X
Business

Google's mobile friendly algorithm change on deck: The case for blowback

Google can move the Web, but there is a case to be made that the company's effort to use mobile friendliness as a ranking tool could backfire.
Written by Larry Dignan, Contributor

Google next week will roll out what could be its one of its biggest algorithm changes in years as it uses a site's "mobile friendliness" as a ranking signal. The problem: 67 percent of Fortune 100 companies are not mobile friendly, according to research firm SumAll.

Another problem: These companies are likely to see their traffic take a hit starting April 21.

And another problem: If the big companies with real budgets aren't prepared given Google's 7-week heads up just think how non-compliant small and mid-sized businesses are going to be. In either case, Google's mobile friendly site screener has been getting a workout.

The big question is whether this algorithm change turns out to be a problem for Google, which will dramatically change its search results.

On the surface, Google's algorithm change, dubbed mobilegeddon by some folks and outlined at the end of February, is quite rational. Mobile traffic has surged for most site and many sites aren't geared to the small screen. Meanwhile, Google doesn't get the clicks---or ad rates---on mobile that it does on desktop.
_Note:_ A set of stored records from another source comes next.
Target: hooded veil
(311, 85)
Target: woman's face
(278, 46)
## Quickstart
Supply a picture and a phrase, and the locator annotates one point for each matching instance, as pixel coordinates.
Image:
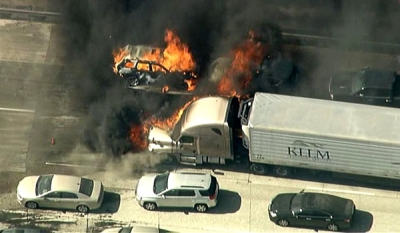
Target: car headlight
(272, 213)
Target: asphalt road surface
(37, 105)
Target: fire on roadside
(175, 57)
(244, 60)
(138, 136)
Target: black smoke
(93, 29)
Given more traffic is mobile, it only makes sense that the search results would favor the small screen.

google-mobile-queries.png

Here's the catch: If you read between the lines here, Google has roughly three reasons to make its mobile friendly algorithm change.
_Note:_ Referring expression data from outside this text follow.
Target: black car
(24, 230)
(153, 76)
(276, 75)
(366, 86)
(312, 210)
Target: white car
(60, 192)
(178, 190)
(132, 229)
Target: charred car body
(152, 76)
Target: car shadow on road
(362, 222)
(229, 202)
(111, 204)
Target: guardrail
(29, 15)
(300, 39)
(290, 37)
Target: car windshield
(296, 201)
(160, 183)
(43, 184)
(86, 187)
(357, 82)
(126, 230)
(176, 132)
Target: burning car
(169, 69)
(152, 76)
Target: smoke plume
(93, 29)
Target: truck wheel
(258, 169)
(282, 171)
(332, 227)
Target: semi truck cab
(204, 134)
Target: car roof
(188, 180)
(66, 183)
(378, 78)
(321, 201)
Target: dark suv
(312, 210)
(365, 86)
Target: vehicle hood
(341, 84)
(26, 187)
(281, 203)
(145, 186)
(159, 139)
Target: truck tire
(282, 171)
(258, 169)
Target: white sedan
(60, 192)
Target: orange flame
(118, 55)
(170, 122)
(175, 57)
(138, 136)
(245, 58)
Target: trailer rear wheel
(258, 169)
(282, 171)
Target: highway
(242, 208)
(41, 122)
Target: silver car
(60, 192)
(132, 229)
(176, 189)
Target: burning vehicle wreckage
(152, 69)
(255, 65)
  1. Google has to close the gap between the ad rates on desktop and mobile especially since traffic is headed to the small screen.
  2. The search giant is making a bet that mobile friendly results and Web sites that will render well on smaller screens will change consumer behavior. On the desktop, Google gets more clicks than on mobile, a venue that's means more scanning than action.
  3. Google needs to surface content in apps better so it can index that data.

Those reasons make fine business sense, but there are risks. If most businesses aren't ready to be mobile friendly Google's results won't be as worthwhile to the user. Perhaps the content from mobile friendly sites just isn't on par with what you'd get from a company that hasn't complied yet.

What's to keep a company shunned by Google from working Yahoo or Bing for search? What's to keep that company that may take six months to have a mobile responsive design from moving their ad spend to Facebook?

Also see: As Europe dangles $6bn fine, Google says it's getting slaughtered in shopping | EU's three gripes with Android: What you need to know | Europe slugs Google with antitrust charges and opens Android probe

Consumers aren't going to know the difference necessarily, but Google's algorithm change is likely to annoy a lot of large customers who happen to be wishing for an alternative given the search giant's power as gatekeeper.

I'd argue that Google's ability to shift user behavior is limited with the mobile-friendly algorithm change. Why? Behavior on a small screen is more about scanning than hard core research. You find what you need and go. Google is unlikely to see the returns on mobile that it does on desktop no matter what it does with its search results.

And given that ads fund everything at Google---robot experiments, hardware efforts and a bevy of new businesses---this algorithm change could have some blowback.

Either way, the mobilegeddon algorithm change should be interesting to watch. While Google can move an industry, this latest algorithm swap could highlight risks to the company too.